In what sense do Goldstone bosons live in the coset?

Question

Goldstone's theorem says that if a group, $G$, is broken into its subgroup, $H$, then massless particles will appear. The number of massless particles are given by the dimension of the coset, $G/H$. It is then often said that the Goldstone boson's live in the coset. In what sense is this statement true? The Lagrangian is not invariant under transformations of the coset so what does this "living" explicitly mean?

To be explicit we can consider the linear sigma model: \begin{equation} {\cal L} = \frac{1}{2} \partial _\mu \phi ^i \partial^\mu \phi ^i - \frac{m ^2 }{2} \phi ^i \phi ^i - \frac{ \lambda }{ 4} ( \phi ^i \phi ^i ) ^2 \end{equation}

We define, \begin{align} & \phi _i \equiv \pi _i \quad \forall i \neq N\\ & \phi _N \equiv \sigma \end{align} and give $\sigma$ a VEV.

The spontaneously broken Lagrangian is, \begin{equation} {\cal L} = \frac{1}{2} \partial _\mu \pi _i \partial ^\mu \pi _i + \frac{1}{2} ( \partial _\mu \sigma ) ^2 - \frac{1}{2} ( 2 \mu ^2 ) \sigma ^2 - \lambda v \sigma ^3 - \frac{ \lambda }{ 4} \sigma ^4 - \frac{ \lambda }{ 2} \pi _i \pi _i \sigma ^2 - \lambda v \pi _i \pi _i \sigma - \frac{ \lambda }{ 4} ( \pi _i \pi _i ) ^2 \end{equation} The Goldstone bosons, $\pi_i$, exibit a $O(N-1)$ symmetry, but this is not the coset group symmetry. So where in the Lagrangian do we see this symmetry?

Answer 1

I understand the statement in the following way:

Pions, which are pseudo-goldstone bosons of chiral symmetry breaking, are described by the introduction of a unitary matrix $U(x)$, defined as

$$U(x)=\text{exp}\left(2i\pi^a(x)T^af_\pi^{-1}\right),$$

where $\pi^a$ is the pion field, $f_\pi$ is the pion decay constant and $T^a$ are the generators of the broken symmetry, i.e. the coset space. The pion Lagrangian can be written down in terms of $U(x)$

$$\mathcal{L}=-\frac14 f_\pi^2\text{Tr}\partial^\mu U^\dagger\partial_\mu U,$$

which by expanding the exponential form results in

$$\mathcal{L}=-\frac12\partial^\mu \pi^a\partial_\mu \pi^a+\dots,$$

where dots denote higher order terms.
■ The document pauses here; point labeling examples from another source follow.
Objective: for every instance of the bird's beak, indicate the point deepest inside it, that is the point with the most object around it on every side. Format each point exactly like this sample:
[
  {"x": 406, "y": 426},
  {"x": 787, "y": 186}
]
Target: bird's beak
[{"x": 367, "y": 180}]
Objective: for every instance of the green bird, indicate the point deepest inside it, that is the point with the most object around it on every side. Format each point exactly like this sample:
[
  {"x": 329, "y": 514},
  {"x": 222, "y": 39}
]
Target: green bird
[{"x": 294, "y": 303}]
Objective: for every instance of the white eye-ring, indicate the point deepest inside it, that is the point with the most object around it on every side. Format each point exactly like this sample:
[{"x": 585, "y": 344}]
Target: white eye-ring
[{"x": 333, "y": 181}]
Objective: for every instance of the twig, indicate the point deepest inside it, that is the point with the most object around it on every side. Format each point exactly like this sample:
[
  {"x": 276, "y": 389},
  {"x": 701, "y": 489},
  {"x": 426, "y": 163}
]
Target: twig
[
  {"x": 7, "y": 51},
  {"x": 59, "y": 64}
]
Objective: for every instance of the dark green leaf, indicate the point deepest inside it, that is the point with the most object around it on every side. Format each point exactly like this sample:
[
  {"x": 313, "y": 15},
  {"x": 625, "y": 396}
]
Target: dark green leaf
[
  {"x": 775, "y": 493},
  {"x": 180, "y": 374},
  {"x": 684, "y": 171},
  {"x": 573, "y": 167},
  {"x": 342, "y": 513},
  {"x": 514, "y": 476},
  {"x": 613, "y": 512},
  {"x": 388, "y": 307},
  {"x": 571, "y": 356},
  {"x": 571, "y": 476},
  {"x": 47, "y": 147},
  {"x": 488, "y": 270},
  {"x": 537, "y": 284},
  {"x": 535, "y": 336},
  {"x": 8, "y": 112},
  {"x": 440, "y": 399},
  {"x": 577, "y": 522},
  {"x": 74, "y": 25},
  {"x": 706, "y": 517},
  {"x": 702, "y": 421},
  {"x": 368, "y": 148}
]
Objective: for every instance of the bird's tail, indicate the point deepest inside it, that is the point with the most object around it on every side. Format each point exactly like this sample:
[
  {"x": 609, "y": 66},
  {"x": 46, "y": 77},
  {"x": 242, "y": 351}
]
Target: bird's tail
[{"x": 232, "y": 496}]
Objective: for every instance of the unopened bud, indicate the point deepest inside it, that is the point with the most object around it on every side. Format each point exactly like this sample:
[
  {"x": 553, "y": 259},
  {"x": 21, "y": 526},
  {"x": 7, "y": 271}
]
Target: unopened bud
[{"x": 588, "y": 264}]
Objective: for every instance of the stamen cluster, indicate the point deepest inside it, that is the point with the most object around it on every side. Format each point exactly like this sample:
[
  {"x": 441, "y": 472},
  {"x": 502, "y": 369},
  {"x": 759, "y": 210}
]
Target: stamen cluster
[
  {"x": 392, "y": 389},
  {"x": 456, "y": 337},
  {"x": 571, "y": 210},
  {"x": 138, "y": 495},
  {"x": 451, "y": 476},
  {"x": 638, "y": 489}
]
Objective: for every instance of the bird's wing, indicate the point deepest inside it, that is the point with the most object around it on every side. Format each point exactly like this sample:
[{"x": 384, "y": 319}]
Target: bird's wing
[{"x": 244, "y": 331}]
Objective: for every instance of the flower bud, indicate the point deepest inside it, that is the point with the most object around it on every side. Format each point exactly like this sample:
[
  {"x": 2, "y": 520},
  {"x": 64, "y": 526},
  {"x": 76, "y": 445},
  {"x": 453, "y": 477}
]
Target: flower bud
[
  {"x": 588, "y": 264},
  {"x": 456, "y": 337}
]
Thus, the statement that goldstone bosons live in the coset space can be related to the fact that the fields themselves are linked to the generators of the coset.

This can be understood in terms of Goldstone's theorem: if the original Lagrangian exhibits a continuous symmetry, the number of goldstone bosons is equal to the number of generators of the broken symmetry. Take for example the linear sigma model: if your original theory is $O(N)$-symmetric, it has $N(N-1)/2$ symmetries. If the symmetry is broken spontaneously, you end up with $O(N-1)$, leaving you with $(N-1)(N-2)/2$ symmetries. The amount of broken symmetries is the difference, i.e. $N-1$. But this is precisely the number of pions you have in your theory. We can conclude that the pions are linked directly to the broken symmetries, i.e. the coset space.

Answer 2

It is in fact a very simple matter if you use a different parametrization of the fields. Since we care about the Goldstone bosons only, just send $\lambda\rightarrow \infty$ so that the Higgslike state decouples. Moving to the following parametrization
$$ \phi_i(x)=U(x)\langle \phi_i\rangle \,,\qquad U(x)=e^{i \hat{T}^a \pi^a(x)}\,,\qquad \langle\phi_i\rangle=\left(0,0,0\ldots,v\right)^T $$ (where $\hat{T}^a$ are the broken generators) you immediately see that there is a gauge redundancy in the definitions of the pion fields $\pi^a(x)$ since we are allowed rotate them with an $x-$dependent transformation $h(x)$ of the unbroken group $H$, namely $$ \phi_i(x)=U(x)\langle \phi_i\rangle=U(x)h(x)\langle \phi_i\rangle\,. $$ In other words, the pion field is defined only up to this equivalence $U(x)\sim U(x)h(x)$, which is the statement that they live on the coset space $G/H$.